The address gleaned praise in the U.S. media. The New York Herald wrote of Swami Vivekanand as ” undoubtedly, the greatest figure in the Parliament of Religions” and ” after hearing him, we feel how foolish it is to send missionaries to this learned nation [India].”
Swami Vivekananda was born Narendra Nath Dutta, a member of an educated Bengal family. Naren Dutta, as he was then called, was the product of a Westernized system of education. During his university days, he was strongly influenced by the thoughts of Western scholars like Mill, Hume and Spenser, which made him skeptical of Hindu mythology and practices. He joined the Brahmo Samaj, an organization that promoted a simplified, almost Christianized form of Hinduism. This did not quench young Naren’s spiritual thirst – he sought a direct spiritual experience that would provide tangible proof of God’s existence.
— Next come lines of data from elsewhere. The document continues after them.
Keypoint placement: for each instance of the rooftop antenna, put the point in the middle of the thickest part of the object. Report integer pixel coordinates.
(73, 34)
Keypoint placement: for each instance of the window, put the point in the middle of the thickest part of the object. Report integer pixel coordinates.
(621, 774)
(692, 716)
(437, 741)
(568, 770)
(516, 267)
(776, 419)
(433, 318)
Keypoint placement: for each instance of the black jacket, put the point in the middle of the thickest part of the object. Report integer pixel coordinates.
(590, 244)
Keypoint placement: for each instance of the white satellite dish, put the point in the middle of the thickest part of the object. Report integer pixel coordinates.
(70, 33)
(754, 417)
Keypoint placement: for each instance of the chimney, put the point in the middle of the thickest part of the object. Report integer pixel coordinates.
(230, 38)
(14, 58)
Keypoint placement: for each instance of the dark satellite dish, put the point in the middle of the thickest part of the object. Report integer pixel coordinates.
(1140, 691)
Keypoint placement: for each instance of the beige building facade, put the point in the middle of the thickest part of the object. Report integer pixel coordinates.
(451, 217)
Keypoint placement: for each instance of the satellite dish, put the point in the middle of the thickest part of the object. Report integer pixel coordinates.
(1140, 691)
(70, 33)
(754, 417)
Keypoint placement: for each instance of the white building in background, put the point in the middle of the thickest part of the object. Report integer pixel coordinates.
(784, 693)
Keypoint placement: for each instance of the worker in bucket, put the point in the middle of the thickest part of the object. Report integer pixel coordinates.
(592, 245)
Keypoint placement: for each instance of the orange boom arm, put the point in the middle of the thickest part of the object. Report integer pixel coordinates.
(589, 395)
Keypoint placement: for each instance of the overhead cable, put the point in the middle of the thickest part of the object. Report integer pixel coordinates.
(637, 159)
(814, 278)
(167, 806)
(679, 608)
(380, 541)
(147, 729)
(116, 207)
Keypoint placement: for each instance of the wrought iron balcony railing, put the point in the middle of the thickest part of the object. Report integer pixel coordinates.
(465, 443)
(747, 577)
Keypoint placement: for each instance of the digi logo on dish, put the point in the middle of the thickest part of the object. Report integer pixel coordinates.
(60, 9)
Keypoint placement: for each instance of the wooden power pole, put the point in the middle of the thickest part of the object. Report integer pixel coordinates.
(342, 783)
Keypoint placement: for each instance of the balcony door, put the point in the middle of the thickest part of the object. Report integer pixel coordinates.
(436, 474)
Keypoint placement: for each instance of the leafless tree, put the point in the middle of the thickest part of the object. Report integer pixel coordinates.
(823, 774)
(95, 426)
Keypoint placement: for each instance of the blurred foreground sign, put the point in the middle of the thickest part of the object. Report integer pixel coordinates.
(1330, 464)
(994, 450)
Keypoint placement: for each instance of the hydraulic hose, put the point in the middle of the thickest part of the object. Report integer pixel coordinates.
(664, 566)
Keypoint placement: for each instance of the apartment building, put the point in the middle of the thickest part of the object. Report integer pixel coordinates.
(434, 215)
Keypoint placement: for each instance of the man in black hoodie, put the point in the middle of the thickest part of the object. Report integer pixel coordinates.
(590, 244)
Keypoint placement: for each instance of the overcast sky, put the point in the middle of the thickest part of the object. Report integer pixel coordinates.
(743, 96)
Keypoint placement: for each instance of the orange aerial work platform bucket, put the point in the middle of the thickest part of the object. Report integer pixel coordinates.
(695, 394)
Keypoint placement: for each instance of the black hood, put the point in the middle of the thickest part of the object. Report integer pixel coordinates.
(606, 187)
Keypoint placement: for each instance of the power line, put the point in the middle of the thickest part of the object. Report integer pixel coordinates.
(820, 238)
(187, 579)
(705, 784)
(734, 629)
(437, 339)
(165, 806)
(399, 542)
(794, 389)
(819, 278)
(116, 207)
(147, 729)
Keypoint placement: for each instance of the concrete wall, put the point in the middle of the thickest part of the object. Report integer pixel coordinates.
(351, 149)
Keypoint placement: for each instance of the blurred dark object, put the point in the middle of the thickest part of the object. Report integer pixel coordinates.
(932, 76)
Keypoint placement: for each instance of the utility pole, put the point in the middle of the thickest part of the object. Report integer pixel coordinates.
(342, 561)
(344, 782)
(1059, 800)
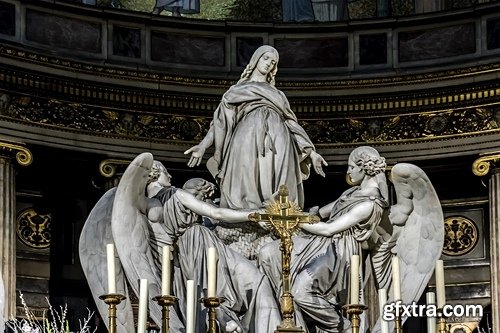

He later came into contact with a renowned sage, Ramakrishn. Naren became Ramakrishn’s ardent disciple, renouncing the material world to become a sanyasi, a wandering ascetic renamed Vikekanand. When his guru died, Vikekanand took charge of his monastery and trained other monks to spread the Vedanta philosophy. He also established the Ramakrishna Mission, a community welfare society under the leadership of monks, to help the downtrodden of India.
After the Chicago convention, Swami Vikekanand embarked on a lecture tour across the United States, and then Europe. The swami, already a household name in India, won many Western followers in North America, including Canada, as well as in Europe. They established chapters of the Vedant Society on both continents. The Vedant Society of Toronto was established in 1968.
The word Vedanta means “the essence of the Vedas,” the ancient, primary Hindu scriptures. However, the Vedant Society is a spiritual forum that does not consider itself a Hindu organization. Since the Vedanta philosophy has a universal approach to God and spirituality, it attracts many non-Hindu adherents.
The modern New Age movement borrows heavily from Vedant philosophy, which promotes a belief in the potential divinity of man, and teaches that all religions lead to the same ultimate goal.
Vedanta recommends a fourfold path for the realization of God: selfless service to humanity, love and devotion to a personal God, intellectual perfection, and meditation. One need not be a Hindu to follow that path.